L’intensification des opérations militaires israéliennes en territoire syrien à la mi-juillet 2025, menées sous le couvert d’une intervention humanitaire, signale une mutation doctrinale profonde. Derrière le narratif officiel visant à protéger la communauté druze d’As-Suwayda, se déploie en réalité une stratégie israélienne en Syrie qui relève d’une ambition géopolitique plus vaste : le remodelage de l’échiquier levantin par la maîtrise de la fragmentation.
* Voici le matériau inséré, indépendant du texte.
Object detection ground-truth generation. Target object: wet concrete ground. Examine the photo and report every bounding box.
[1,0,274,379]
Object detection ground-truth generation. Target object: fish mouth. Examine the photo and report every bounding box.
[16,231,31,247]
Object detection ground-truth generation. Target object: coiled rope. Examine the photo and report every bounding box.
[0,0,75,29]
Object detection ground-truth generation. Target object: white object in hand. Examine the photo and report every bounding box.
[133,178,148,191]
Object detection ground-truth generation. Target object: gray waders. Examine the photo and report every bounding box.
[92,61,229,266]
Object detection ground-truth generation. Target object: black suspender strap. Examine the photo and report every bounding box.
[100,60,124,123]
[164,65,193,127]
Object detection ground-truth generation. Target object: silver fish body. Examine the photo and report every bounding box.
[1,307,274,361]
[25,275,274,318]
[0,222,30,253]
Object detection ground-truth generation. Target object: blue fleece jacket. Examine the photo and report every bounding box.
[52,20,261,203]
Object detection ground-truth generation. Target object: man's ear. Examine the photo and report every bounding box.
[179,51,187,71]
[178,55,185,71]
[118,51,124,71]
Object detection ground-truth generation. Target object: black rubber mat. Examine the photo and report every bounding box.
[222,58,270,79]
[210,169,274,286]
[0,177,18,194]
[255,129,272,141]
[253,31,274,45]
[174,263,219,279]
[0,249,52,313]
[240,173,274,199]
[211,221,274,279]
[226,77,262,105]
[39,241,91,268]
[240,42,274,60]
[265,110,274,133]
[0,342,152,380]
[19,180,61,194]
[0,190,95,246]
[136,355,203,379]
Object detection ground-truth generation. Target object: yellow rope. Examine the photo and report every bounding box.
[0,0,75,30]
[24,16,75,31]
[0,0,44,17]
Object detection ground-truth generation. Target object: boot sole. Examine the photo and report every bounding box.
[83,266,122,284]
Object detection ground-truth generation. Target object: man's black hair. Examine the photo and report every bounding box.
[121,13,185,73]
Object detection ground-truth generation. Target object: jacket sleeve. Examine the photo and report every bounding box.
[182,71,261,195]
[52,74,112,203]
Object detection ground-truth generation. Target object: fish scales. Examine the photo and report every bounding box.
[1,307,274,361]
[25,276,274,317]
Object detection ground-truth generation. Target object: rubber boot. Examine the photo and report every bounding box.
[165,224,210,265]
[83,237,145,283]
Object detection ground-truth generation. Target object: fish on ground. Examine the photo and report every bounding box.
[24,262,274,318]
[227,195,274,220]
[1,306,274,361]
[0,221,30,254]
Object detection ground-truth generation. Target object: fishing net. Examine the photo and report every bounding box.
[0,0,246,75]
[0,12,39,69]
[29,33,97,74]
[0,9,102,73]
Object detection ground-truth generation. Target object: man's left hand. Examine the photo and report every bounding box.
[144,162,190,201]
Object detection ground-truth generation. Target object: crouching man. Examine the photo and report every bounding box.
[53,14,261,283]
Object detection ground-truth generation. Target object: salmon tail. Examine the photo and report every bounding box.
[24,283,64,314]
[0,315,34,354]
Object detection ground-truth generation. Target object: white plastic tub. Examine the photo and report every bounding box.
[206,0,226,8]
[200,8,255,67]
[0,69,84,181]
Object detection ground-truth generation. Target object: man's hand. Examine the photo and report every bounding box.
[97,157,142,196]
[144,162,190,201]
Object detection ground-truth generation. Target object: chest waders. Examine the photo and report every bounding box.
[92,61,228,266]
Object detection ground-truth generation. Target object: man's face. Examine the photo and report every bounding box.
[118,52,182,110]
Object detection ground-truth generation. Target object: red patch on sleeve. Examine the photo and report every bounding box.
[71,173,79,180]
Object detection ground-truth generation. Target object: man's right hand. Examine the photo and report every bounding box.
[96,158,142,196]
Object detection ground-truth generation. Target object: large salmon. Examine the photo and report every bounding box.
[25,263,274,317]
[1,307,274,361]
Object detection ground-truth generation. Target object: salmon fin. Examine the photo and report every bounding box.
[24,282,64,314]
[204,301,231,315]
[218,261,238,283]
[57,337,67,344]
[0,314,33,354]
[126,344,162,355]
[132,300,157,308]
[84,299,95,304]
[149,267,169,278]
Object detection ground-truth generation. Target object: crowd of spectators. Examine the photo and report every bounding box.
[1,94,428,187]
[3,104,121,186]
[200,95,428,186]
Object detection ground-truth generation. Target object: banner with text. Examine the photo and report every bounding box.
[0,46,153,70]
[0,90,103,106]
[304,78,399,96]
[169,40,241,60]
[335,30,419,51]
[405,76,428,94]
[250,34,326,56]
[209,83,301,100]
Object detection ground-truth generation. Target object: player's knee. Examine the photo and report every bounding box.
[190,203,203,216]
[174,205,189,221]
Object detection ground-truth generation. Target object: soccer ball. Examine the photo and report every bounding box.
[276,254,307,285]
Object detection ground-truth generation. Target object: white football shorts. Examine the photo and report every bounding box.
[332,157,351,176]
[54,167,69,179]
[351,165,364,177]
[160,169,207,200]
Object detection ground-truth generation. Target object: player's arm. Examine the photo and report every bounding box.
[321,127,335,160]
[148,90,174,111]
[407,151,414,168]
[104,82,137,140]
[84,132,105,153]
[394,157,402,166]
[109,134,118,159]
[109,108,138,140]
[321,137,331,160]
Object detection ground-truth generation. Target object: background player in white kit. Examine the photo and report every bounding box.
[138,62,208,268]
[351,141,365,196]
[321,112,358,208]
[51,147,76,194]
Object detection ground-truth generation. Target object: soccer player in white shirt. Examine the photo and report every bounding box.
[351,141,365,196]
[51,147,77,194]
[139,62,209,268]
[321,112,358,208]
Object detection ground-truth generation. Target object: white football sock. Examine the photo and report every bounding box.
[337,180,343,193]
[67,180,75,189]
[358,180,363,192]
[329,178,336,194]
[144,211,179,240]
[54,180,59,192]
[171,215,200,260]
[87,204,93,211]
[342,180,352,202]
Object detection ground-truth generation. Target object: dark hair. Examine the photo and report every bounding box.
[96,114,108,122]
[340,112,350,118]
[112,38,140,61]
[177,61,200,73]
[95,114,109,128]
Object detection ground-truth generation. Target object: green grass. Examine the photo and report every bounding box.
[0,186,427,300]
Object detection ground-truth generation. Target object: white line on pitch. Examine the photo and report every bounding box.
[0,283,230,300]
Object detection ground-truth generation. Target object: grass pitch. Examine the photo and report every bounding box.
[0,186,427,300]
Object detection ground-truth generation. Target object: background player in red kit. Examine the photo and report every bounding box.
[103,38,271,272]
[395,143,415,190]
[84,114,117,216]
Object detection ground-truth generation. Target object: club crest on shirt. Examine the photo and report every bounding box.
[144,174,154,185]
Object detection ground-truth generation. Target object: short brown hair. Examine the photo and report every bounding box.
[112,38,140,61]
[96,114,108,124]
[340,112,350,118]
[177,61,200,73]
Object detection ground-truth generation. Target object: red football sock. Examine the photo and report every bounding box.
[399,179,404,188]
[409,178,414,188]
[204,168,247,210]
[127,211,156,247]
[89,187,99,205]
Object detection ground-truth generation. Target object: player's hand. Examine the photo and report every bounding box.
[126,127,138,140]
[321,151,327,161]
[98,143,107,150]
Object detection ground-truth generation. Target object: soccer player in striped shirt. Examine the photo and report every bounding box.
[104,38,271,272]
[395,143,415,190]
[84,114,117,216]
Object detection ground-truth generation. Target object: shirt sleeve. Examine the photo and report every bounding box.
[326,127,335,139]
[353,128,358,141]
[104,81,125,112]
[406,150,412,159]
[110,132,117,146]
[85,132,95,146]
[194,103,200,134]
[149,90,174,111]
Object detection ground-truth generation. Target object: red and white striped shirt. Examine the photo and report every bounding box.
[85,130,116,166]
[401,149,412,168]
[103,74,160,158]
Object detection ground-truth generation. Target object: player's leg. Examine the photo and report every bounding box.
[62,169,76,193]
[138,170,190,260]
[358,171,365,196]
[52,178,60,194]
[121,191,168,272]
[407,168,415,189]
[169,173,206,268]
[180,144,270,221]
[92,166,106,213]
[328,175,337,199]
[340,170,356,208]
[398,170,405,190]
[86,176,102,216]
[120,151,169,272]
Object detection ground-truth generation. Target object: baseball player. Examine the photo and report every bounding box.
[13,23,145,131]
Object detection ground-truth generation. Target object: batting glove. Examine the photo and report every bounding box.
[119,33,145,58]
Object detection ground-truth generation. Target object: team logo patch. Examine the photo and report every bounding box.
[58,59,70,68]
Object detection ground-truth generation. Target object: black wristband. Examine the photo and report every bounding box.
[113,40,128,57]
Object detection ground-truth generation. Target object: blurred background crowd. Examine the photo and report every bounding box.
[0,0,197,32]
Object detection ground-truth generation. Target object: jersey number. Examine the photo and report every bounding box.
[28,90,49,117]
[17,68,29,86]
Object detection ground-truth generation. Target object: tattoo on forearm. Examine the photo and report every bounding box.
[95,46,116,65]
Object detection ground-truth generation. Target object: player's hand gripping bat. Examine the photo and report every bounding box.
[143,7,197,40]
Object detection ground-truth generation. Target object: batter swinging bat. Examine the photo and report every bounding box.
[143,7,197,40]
Cette approche, qui combine coercition militaire et manœuvres diplomatiques, mérite une analyse rigoureuse de ses fondements, de ses implications régionales et de ses risques systémiques.
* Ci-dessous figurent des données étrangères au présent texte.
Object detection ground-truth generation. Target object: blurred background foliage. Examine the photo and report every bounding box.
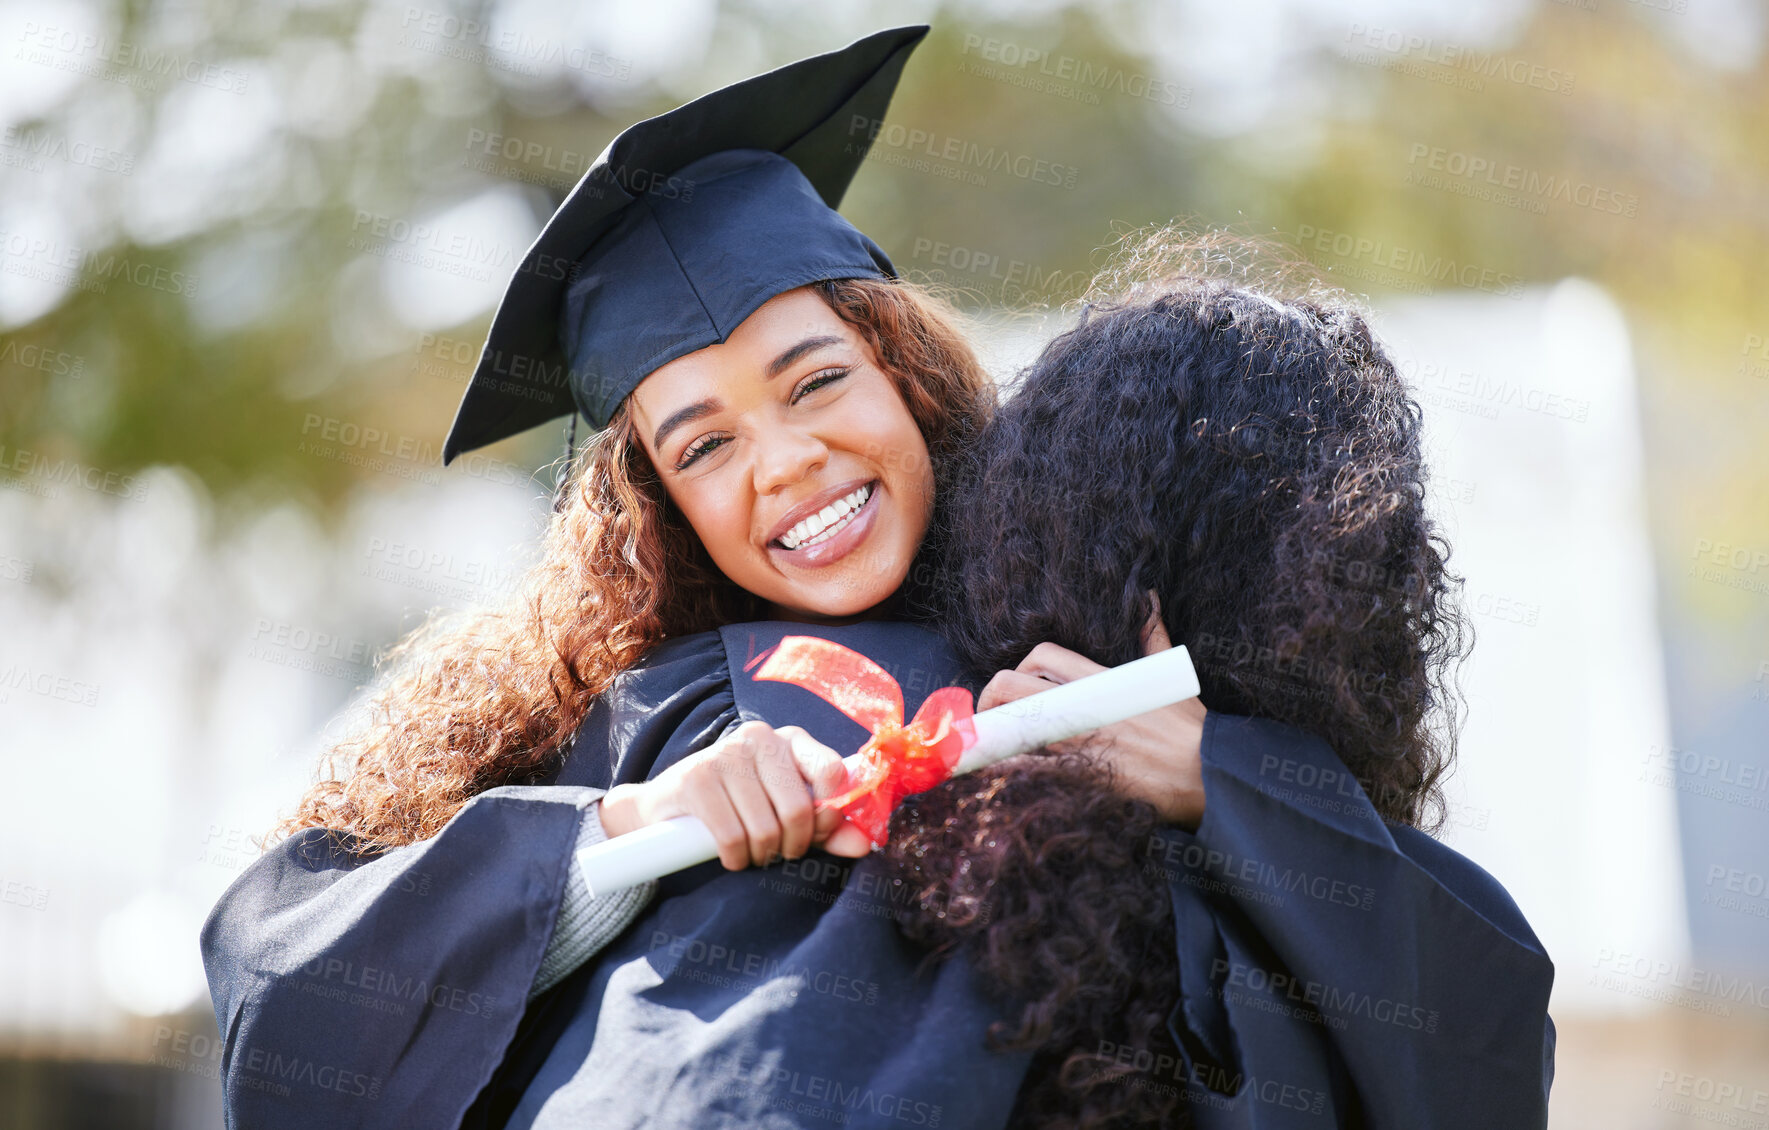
[4,0,1765,578]
[3,1,1768,1123]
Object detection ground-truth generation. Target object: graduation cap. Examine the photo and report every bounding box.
[439,24,930,468]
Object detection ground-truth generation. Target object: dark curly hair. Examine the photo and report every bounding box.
[879,231,1471,1129]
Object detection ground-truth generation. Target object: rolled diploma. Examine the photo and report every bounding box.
[579,644,1200,896]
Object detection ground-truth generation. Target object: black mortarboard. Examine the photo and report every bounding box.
[439,24,929,467]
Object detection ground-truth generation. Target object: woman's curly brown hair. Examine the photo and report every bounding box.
[274,276,993,849]
[875,229,1471,1129]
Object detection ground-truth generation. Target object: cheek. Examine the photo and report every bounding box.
[670,478,752,560]
[848,384,932,490]
[901,441,934,519]
[874,410,935,525]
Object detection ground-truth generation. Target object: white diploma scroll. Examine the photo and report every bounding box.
[578,645,1201,897]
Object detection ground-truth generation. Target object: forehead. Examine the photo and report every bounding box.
[629,287,856,415]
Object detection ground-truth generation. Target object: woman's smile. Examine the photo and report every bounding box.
[766,478,880,566]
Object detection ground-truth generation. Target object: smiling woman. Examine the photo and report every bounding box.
[270,265,991,854]
[548,271,992,853]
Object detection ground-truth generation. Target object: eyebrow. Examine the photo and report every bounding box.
[651,335,848,454]
[652,398,720,455]
[766,334,844,378]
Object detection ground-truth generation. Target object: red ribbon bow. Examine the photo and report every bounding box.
[751,636,976,847]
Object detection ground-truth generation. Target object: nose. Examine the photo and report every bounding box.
[751,420,829,497]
Le prétexte humanitaire au service de la stratégie israélienne en Syrie
La justification avancée par Tel-Aviv, centrée sur la protection des Druzes face aux milices bédouines, constitue une manœuvre sémantique et stratégique de premier ordre. En invoquant une responsabilité de protéger une minorité transfrontalière, Israël ne se contente pas de légitimer une projection de force en dehors de tout mandat international ; il établit un précédent normatif potentiellement déstabilisateur pour l’ordre westphalien régional [1].
Cette instrumentalisation d’une solidarité ethnoconfessionnelle poursuit un double objectif. D’une part, elle offre un casus belli flexible, permettant des frappes ciblées sans engager une déclaration de guerre formelle, contournant ainsi les contraintes du droit international classique.
D’autre part, elle promeut activement une vision du Proche-Orient où les loyautés communautaires transcendent la souveraineté étatique. Cette approche s’inscrit dans une tendance lourde de la région, où les identités primaires sont délibérément exacerbées par des puissances externes pour servir leurs propres desseins hégémoniques. La stratégie israélienne en Syrie s’appuie ici sur le concept de « guerre par communauté interposée ».
La fragmentation comme doctrine : le cœur de la stratégie israélienne en Syrie
Les frappes contre des infrastructures névralgiques du régime de transition à Damas, incluant l’état-major et le complexe présidentiel, dépassent largement le cadre d’une simple riposte tactique. Elles révèlent l’axiome central de la stratégie israélienne en Syrie : empêcher à tout prix la reconstitution d’un pouvoir syrien centralisé et potentiellement hostile.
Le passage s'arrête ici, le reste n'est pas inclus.